Con ello, España ya no tiene en su poder la palanca de los tipos de interés. Ésta se activa a escala europea para resolver problemas del conjunto de la región. Y eso implica que debemos poner en marcha otras políticas económicas para frenar la inflación o reactivar el crecimiento.
Así pues, desde 1999 cada vez que usted haya ido a una oficina bancaria para pedir un préstamo o analizar los productos de ahorro, la persona que le haya atendido habrá tenido como referencia, aunque sea veladamente, lo que decide en sus reuniones la entidad presidida por Trichet.
Los préstamos
Si, como ha sido habitual en los diez últimos años, su visita a una entidad ha tenido que ver con un préstamo hipotecario, el cambio ha sido aún más notable. ¿Por qué? Porque hasta 1999 la principal referencia de las hipotecas a tipo variable en España era el mibor a 12 meses, es decir, un índice que se establecía en Madrid. Pero desde 2000 esa referencia también adoptó un acento europeo: fue sustituida por el euribor a 12 meses.
Si el anterior se calculaba a partir de los intereses que se cobraban los bancos por el dinero que se prestaban en el mercado interbancario de la capital española, el nuevo indicador seguía el mismo procedimiento, pero por los préstamos interbancarios de la zona euro. Desde entonces, el euribor se ha convertido en uno de los términos financieros más familiares para los hogares.
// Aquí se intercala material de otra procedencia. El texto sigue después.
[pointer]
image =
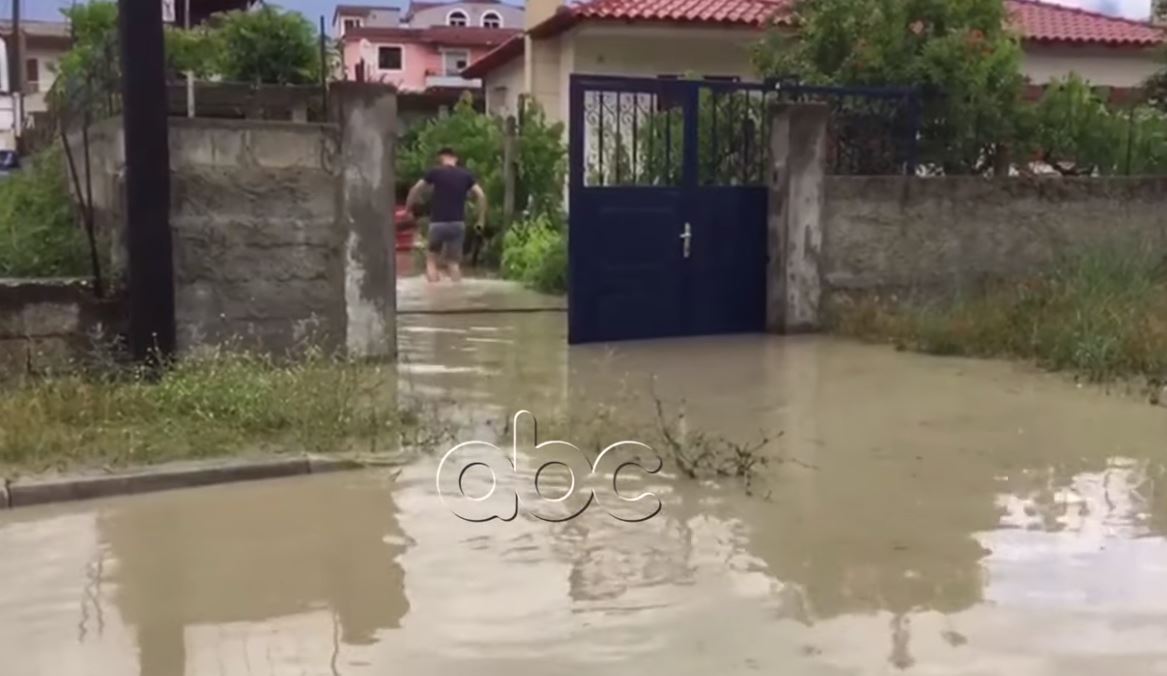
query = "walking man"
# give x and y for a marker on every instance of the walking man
(447, 213)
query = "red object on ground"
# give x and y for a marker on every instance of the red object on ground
(406, 227)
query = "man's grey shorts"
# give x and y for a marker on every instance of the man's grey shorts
(446, 237)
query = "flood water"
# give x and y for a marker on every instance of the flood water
(945, 516)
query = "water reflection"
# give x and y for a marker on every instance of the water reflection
(945, 516)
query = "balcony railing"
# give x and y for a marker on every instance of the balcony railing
(452, 82)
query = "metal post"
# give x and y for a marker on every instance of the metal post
(147, 178)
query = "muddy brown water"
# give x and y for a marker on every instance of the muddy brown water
(956, 517)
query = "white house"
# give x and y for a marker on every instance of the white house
(712, 37)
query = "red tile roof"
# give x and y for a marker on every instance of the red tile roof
(1045, 22)
(439, 35)
(1035, 20)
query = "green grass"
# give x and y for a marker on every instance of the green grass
(1101, 314)
(39, 236)
(219, 403)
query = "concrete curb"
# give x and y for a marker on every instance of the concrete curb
(42, 490)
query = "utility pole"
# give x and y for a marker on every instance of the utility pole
(152, 330)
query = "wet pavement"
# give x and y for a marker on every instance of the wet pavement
(947, 516)
(416, 295)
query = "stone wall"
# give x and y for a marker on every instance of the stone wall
(51, 322)
(258, 253)
(281, 236)
(944, 234)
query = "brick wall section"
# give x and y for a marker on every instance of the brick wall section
(50, 322)
(944, 234)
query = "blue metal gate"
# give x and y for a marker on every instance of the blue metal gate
(668, 204)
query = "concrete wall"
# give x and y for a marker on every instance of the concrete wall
(944, 234)
(49, 323)
(273, 227)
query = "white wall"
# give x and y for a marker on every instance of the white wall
(1099, 65)
(47, 72)
(503, 86)
(649, 50)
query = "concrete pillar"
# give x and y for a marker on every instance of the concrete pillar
(798, 155)
(367, 113)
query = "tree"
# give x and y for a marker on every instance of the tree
(1075, 132)
(961, 56)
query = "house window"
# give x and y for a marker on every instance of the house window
(491, 20)
(455, 62)
(32, 76)
(389, 57)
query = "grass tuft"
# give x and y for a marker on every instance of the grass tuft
(211, 404)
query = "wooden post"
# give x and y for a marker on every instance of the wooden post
(510, 145)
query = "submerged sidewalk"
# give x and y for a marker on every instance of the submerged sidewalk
(416, 295)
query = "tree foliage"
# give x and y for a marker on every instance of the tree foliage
(37, 234)
(961, 56)
(1075, 131)
(89, 75)
(266, 46)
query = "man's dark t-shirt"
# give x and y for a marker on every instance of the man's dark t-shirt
(451, 187)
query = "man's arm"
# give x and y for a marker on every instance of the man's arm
(411, 200)
(480, 197)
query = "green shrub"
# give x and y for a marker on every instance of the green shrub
(535, 252)
(39, 236)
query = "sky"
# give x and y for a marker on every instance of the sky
(314, 8)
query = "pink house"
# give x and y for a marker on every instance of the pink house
(419, 58)
(426, 47)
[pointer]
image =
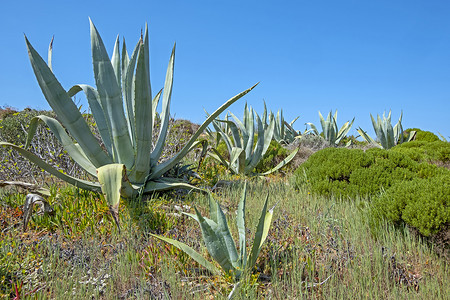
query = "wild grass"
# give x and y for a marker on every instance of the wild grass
(317, 248)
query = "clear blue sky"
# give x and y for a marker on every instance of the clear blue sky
(359, 57)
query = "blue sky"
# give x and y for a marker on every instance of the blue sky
(358, 57)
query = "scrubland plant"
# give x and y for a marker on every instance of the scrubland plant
(387, 135)
(219, 241)
(330, 129)
(125, 161)
(239, 137)
(283, 132)
(402, 189)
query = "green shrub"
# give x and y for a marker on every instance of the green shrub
(421, 203)
(422, 135)
(14, 124)
(328, 171)
(423, 151)
(352, 172)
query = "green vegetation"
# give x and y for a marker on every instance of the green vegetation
(130, 166)
(330, 131)
(348, 223)
(387, 136)
(246, 146)
(416, 193)
(219, 242)
(422, 135)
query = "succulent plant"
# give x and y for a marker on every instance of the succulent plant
(387, 135)
(330, 128)
(239, 137)
(219, 242)
(283, 133)
(125, 162)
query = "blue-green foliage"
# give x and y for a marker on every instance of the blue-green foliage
(423, 151)
(421, 203)
(402, 189)
(423, 135)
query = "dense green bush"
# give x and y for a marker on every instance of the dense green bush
(421, 203)
(422, 135)
(423, 151)
(14, 124)
(351, 172)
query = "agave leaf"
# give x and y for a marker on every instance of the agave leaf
(114, 183)
(215, 245)
(234, 132)
(314, 128)
(261, 234)
(224, 232)
(281, 164)
(189, 251)
(111, 100)
(143, 117)
(241, 125)
(263, 142)
(234, 158)
(147, 57)
(225, 137)
(155, 102)
(165, 166)
(127, 91)
(209, 221)
(344, 130)
(97, 111)
(83, 184)
(217, 156)
(164, 184)
(240, 222)
(115, 62)
(125, 59)
(248, 143)
(50, 54)
(167, 94)
(367, 138)
(213, 208)
(75, 152)
(65, 109)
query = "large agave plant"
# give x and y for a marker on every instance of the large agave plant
(219, 242)
(239, 138)
(283, 132)
(387, 135)
(330, 128)
(125, 162)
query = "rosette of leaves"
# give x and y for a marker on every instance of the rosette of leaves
(387, 136)
(246, 146)
(330, 129)
(125, 162)
(219, 241)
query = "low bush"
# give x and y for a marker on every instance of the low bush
(422, 135)
(352, 172)
(423, 151)
(421, 203)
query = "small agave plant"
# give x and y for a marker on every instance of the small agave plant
(387, 135)
(283, 132)
(330, 129)
(219, 242)
(125, 162)
(239, 138)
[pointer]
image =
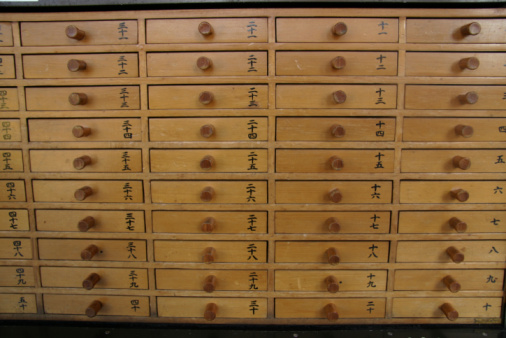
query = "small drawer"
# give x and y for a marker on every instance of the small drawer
(455, 97)
(334, 161)
(204, 129)
(455, 30)
(252, 63)
(336, 129)
(79, 33)
(212, 308)
(96, 305)
(325, 192)
(333, 253)
(252, 192)
(206, 30)
(94, 278)
(216, 222)
(82, 98)
(376, 30)
(84, 130)
(453, 192)
(90, 220)
(331, 309)
(209, 160)
(210, 251)
(454, 129)
(455, 64)
(92, 250)
(450, 251)
(330, 280)
(310, 222)
(86, 160)
(211, 280)
(63, 66)
(338, 63)
(253, 96)
(73, 191)
(336, 96)
(449, 280)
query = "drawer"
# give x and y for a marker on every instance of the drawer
(333, 253)
(334, 161)
(439, 252)
(330, 280)
(455, 97)
(134, 305)
(16, 276)
(90, 220)
(344, 192)
(208, 129)
(82, 98)
(210, 251)
(63, 66)
(337, 30)
(213, 192)
(68, 130)
(455, 64)
(206, 30)
(86, 160)
(336, 96)
(251, 96)
(453, 192)
(336, 129)
(212, 308)
(218, 222)
(470, 30)
(209, 160)
(294, 222)
(94, 278)
(211, 280)
(87, 191)
(426, 222)
(79, 33)
(250, 63)
(93, 249)
(337, 63)
(331, 309)
(454, 129)
(449, 280)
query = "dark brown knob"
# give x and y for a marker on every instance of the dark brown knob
(455, 254)
(90, 281)
(86, 224)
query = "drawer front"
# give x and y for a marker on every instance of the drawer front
(86, 160)
(199, 280)
(82, 98)
(218, 222)
(322, 30)
(251, 63)
(86, 130)
(118, 32)
(63, 66)
(108, 250)
(336, 96)
(206, 30)
(200, 251)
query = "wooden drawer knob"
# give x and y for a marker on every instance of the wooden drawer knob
(86, 224)
(90, 281)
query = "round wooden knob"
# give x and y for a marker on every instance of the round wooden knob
(455, 254)
(86, 224)
(90, 251)
(75, 33)
(90, 281)
(81, 193)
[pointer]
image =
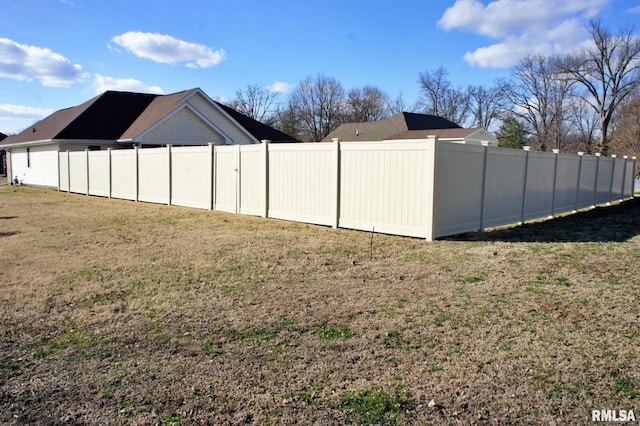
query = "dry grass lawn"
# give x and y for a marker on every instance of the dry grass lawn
(114, 312)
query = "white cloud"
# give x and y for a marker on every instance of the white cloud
(169, 50)
(24, 62)
(279, 87)
(23, 111)
(102, 83)
(521, 27)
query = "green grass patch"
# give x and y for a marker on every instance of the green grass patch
(367, 406)
(327, 331)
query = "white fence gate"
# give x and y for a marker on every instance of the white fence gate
(427, 189)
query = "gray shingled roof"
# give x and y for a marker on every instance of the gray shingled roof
(383, 129)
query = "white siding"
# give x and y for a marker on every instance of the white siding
(41, 167)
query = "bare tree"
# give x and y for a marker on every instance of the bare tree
(538, 95)
(583, 122)
(609, 71)
(626, 133)
(485, 104)
(318, 106)
(438, 97)
(258, 103)
(368, 103)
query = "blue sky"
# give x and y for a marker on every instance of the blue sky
(59, 53)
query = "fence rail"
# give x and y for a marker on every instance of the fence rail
(427, 189)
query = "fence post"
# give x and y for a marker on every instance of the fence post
(581, 155)
(555, 183)
(265, 153)
(484, 184)
(523, 209)
(431, 186)
(335, 184)
(135, 151)
(613, 174)
(109, 170)
(169, 173)
(68, 173)
(624, 177)
(238, 180)
(59, 171)
(212, 175)
(86, 157)
(595, 185)
(633, 185)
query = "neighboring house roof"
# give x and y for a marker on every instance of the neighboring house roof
(121, 116)
(259, 130)
(383, 129)
(473, 134)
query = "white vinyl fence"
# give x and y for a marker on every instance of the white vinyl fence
(427, 189)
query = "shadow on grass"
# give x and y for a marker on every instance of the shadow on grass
(617, 223)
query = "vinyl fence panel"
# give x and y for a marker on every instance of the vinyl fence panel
(78, 176)
(566, 186)
(153, 175)
(124, 174)
(191, 176)
(300, 177)
(99, 175)
(540, 184)
(384, 187)
(427, 189)
(504, 186)
(459, 171)
(226, 178)
(63, 161)
(605, 175)
(252, 179)
(588, 176)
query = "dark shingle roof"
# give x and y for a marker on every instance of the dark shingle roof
(383, 129)
(259, 130)
(104, 117)
(441, 133)
(125, 115)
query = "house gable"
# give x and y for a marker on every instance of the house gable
(384, 129)
(185, 127)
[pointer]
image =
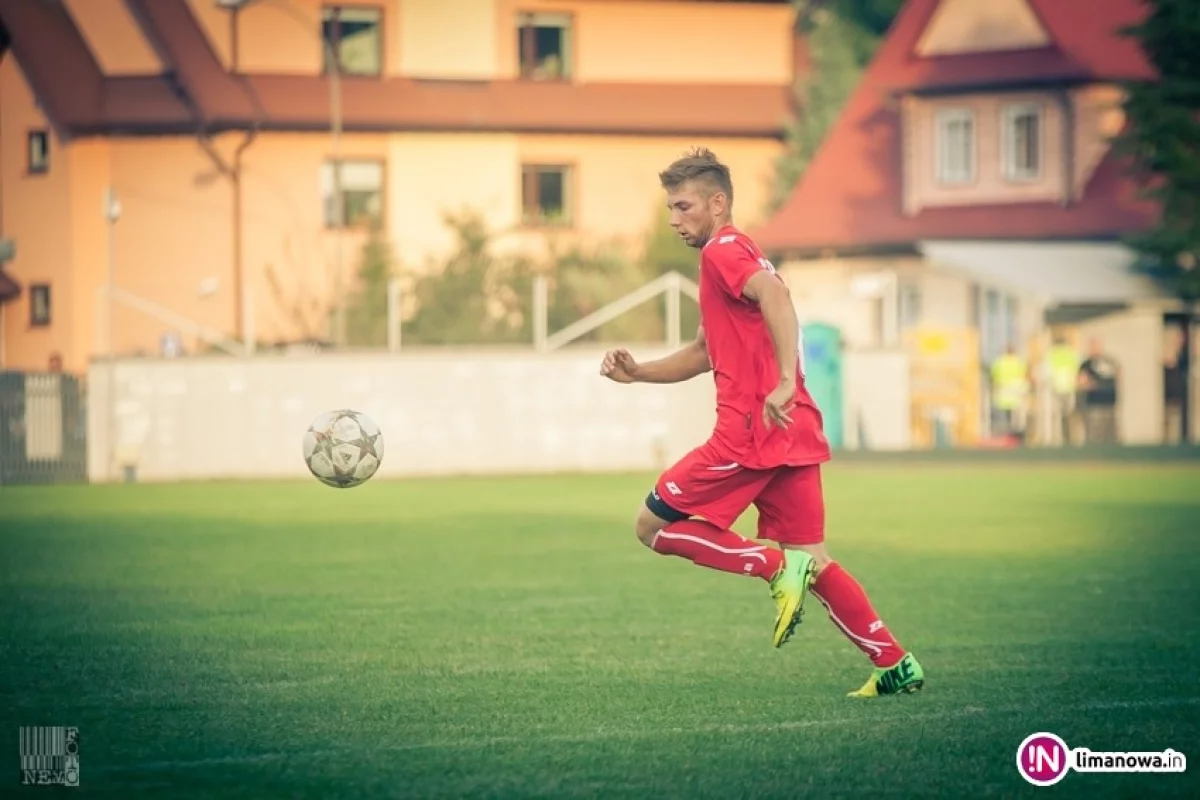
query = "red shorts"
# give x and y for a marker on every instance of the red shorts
(790, 500)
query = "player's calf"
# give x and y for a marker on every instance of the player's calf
(703, 543)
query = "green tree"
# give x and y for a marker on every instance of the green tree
(366, 310)
(664, 252)
(1163, 142)
(841, 36)
(475, 296)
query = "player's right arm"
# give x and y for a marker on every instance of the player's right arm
(682, 365)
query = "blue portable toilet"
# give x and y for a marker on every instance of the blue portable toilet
(823, 377)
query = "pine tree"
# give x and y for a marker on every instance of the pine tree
(1163, 140)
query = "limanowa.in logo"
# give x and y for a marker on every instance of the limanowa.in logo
(1044, 759)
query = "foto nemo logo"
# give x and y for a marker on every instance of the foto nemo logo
(1043, 758)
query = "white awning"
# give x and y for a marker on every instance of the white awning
(1057, 274)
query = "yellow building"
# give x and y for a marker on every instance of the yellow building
(196, 148)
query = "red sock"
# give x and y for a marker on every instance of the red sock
(851, 611)
(706, 545)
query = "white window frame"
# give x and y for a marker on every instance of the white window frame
(1012, 170)
(358, 175)
(946, 174)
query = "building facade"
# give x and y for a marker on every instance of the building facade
(970, 191)
(221, 160)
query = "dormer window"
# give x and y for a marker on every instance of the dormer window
(955, 146)
(1021, 140)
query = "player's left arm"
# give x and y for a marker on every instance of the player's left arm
(778, 312)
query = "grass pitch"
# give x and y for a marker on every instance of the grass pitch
(511, 638)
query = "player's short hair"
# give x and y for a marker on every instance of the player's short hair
(700, 164)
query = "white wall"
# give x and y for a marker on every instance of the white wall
(442, 413)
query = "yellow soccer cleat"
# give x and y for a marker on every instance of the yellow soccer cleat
(790, 587)
(905, 677)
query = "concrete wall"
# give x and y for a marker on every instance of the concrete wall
(442, 413)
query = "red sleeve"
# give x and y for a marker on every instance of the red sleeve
(732, 264)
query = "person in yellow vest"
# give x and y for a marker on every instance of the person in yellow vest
(1011, 391)
(1062, 370)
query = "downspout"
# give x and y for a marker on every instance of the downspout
(1068, 146)
(243, 325)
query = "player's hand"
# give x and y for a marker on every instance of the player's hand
(619, 366)
(778, 407)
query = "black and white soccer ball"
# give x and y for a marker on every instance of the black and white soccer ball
(343, 449)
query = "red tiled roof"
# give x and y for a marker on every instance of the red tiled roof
(851, 194)
(1085, 47)
(201, 94)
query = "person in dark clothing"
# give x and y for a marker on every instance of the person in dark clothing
(1098, 380)
(1174, 389)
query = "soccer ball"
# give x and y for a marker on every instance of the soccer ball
(343, 447)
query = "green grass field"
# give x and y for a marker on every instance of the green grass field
(511, 638)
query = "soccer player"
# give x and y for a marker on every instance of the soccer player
(768, 444)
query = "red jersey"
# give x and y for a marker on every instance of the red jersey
(743, 359)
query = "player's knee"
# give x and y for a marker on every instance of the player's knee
(647, 525)
(821, 558)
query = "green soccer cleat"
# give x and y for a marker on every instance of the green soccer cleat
(790, 587)
(905, 677)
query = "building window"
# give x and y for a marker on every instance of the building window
(955, 146)
(544, 46)
(39, 151)
(361, 188)
(544, 194)
(1023, 142)
(40, 305)
(354, 35)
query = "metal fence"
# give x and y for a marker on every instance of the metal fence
(43, 428)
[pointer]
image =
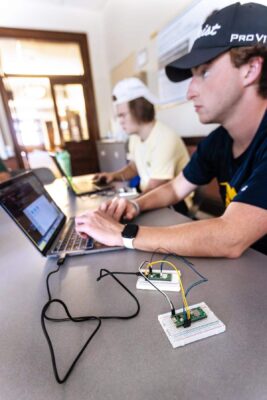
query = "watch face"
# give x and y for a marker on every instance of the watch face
(130, 231)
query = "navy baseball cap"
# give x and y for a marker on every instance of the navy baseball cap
(233, 26)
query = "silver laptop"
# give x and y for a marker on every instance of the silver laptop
(28, 203)
(83, 184)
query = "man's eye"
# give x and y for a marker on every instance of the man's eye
(205, 74)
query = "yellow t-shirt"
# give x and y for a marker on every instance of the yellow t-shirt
(161, 156)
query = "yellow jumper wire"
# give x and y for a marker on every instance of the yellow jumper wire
(150, 264)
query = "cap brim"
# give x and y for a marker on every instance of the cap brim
(180, 69)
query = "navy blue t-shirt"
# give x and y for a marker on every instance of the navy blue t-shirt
(242, 179)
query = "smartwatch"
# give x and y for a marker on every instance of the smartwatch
(129, 234)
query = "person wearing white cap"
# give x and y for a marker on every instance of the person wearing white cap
(157, 153)
(228, 66)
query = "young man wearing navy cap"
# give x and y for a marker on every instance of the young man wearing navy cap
(228, 65)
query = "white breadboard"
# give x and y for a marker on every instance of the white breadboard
(198, 330)
(172, 286)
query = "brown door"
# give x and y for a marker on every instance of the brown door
(72, 119)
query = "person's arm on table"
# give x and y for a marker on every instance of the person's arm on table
(124, 174)
(226, 236)
(170, 193)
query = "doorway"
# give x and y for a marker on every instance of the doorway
(46, 87)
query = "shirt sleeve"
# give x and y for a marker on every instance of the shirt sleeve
(254, 189)
(167, 156)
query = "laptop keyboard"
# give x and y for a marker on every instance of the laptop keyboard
(71, 241)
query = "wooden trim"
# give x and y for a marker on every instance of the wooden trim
(86, 79)
(17, 148)
(52, 36)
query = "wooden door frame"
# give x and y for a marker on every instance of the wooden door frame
(64, 37)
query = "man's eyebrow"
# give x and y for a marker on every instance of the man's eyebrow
(199, 67)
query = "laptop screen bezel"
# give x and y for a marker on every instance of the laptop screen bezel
(22, 176)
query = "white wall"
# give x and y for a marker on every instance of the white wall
(131, 26)
(13, 14)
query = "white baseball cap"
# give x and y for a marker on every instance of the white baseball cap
(130, 89)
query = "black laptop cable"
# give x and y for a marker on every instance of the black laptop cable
(44, 317)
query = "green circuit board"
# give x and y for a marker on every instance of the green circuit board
(196, 315)
(157, 276)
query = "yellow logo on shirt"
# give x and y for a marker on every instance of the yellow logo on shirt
(230, 193)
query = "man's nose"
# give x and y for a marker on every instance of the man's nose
(192, 89)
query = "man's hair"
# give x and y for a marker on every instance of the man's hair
(142, 110)
(241, 55)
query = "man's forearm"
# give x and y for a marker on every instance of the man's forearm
(196, 239)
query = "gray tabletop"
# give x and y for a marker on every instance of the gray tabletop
(127, 359)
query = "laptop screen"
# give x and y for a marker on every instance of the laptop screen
(31, 207)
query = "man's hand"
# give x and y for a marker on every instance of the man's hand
(104, 177)
(100, 227)
(118, 208)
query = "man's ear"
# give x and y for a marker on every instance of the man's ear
(252, 70)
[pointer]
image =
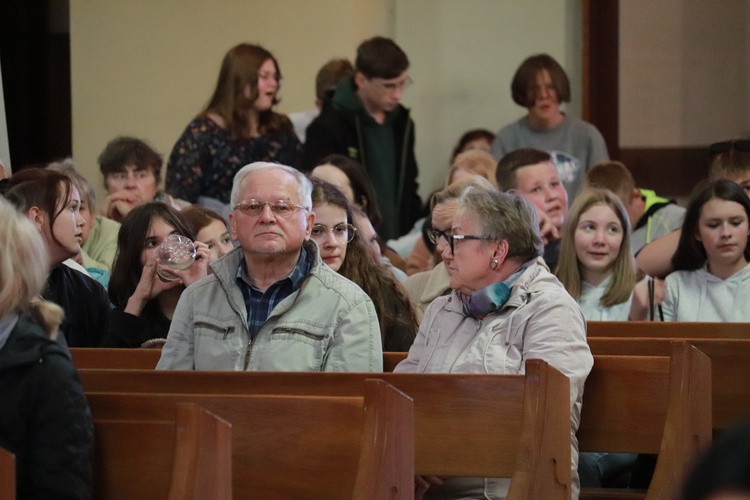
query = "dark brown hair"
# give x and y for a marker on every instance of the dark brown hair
(239, 69)
(524, 81)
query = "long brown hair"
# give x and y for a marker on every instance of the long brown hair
(239, 70)
(386, 293)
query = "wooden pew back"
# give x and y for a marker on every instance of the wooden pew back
(181, 453)
(297, 446)
(730, 370)
(466, 425)
(670, 329)
(646, 404)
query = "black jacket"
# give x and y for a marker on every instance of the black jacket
(86, 305)
(44, 417)
(337, 130)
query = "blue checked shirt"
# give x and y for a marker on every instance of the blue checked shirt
(259, 304)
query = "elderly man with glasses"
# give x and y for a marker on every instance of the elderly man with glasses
(271, 304)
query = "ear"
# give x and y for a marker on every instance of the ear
(37, 216)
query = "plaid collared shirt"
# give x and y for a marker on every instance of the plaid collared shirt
(259, 304)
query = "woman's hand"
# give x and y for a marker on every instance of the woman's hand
(198, 270)
(639, 307)
(149, 286)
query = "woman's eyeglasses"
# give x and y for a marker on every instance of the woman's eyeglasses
(343, 233)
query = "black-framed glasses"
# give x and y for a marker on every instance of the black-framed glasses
(283, 208)
(343, 233)
(459, 237)
(434, 235)
(727, 146)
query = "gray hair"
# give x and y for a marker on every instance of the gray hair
(506, 216)
(84, 187)
(304, 186)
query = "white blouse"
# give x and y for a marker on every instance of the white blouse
(700, 296)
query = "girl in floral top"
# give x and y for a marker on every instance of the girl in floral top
(237, 127)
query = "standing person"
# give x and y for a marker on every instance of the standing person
(533, 175)
(504, 309)
(364, 119)
(540, 85)
(44, 418)
(271, 304)
(711, 272)
(343, 249)
(52, 203)
(238, 126)
(132, 173)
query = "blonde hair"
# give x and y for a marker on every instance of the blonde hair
(476, 161)
(23, 269)
(568, 270)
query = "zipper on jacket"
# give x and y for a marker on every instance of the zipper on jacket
(226, 331)
(297, 331)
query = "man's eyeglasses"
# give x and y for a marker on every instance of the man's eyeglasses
(727, 146)
(454, 239)
(282, 208)
(390, 86)
(343, 233)
(434, 235)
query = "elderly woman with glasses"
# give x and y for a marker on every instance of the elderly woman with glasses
(504, 309)
(344, 250)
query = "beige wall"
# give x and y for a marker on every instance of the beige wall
(683, 72)
(145, 68)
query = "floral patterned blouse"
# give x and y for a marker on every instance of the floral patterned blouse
(205, 158)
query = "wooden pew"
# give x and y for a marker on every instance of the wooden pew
(652, 405)
(730, 370)
(298, 446)
(465, 425)
(7, 475)
(101, 357)
(669, 329)
(182, 453)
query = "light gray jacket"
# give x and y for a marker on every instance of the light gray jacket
(328, 324)
(539, 321)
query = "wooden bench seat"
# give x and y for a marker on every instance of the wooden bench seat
(358, 447)
(730, 370)
(514, 426)
(182, 453)
(670, 329)
(652, 405)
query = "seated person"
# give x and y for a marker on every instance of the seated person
(99, 233)
(144, 301)
(650, 216)
(44, 418)
(271, 304)
(52, 203)
(533, 175)
(709, 281)
(504, 309)
(209, 228)
(341, 247)
(132, 173)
Una vez contratada, la hipoteca debe ser pagada. Y en ese momento la nueva situación también ha dejado su impronta. ¿Cómo? Muy sencillo. Los españoles ya no pagamos nada en pesetas. Desde 2002 lo hacemos en euros, la moneda común europea que relevó a la rubia, algo que ha constituido un cambio en toda regla. Una de las tres funciones del dinero es que actúe como medio de pago, es decir, que sirva como instrumento con el que comprar y vender productos y servicios.
Desde hace seis años, esa cualidad pasó de la peseta al euro. ¿Y las otras dos funciones? En ese sentido, aunque la moneda única también las atesora, porque es unidad de cuenta y depósito de valor, los españoles somos muy nuestros. Aunque todo venga ya en euros, aún es habitual que hagamos el cálculo mental en pesetas para contar y saber el valor de lo que tenemos.
Además, la transición de la peseta al euro restó otra potestad al Banco de España. Ya no decide cuántos billetes y monedas se pueden imprimir y acuñar, una prerrogativa ha pasado en exclusiva al BCE. Pero hay más. Una de las maniobras con la que nuestro país respondía a la debilidad económica o a los desajustes comerciales consistía en devaluar la peseta. También hemos perdido esta alternativa, puesto que no podemos manejar el valor del euro a nuestro antojo tal como hacíamos con la divisa española.
Consecuencias informales
Por tanto, el BCE y el euro han tenido repercusiones más que evidentes en nuestra vida cotidiana. Incluso fomentaron una tradición tan española como la picaresca. Ésta emergió al poco de nacer el euro y adquirió una forma muy concreta, el redondeo, cuya manifestación residió en que muchos de los productos que valían veinte duros pasaron a costar... un euro. Al fin y al cabo, ambos precios se podían pagar con una moneda. Esto hacía que el impacto psicológico fuera menor. Sólo había que entregar una moneda... pero la primera valía 100 pesetas y la segunda... 166,386 pesetas. El euro es lo que tuvo.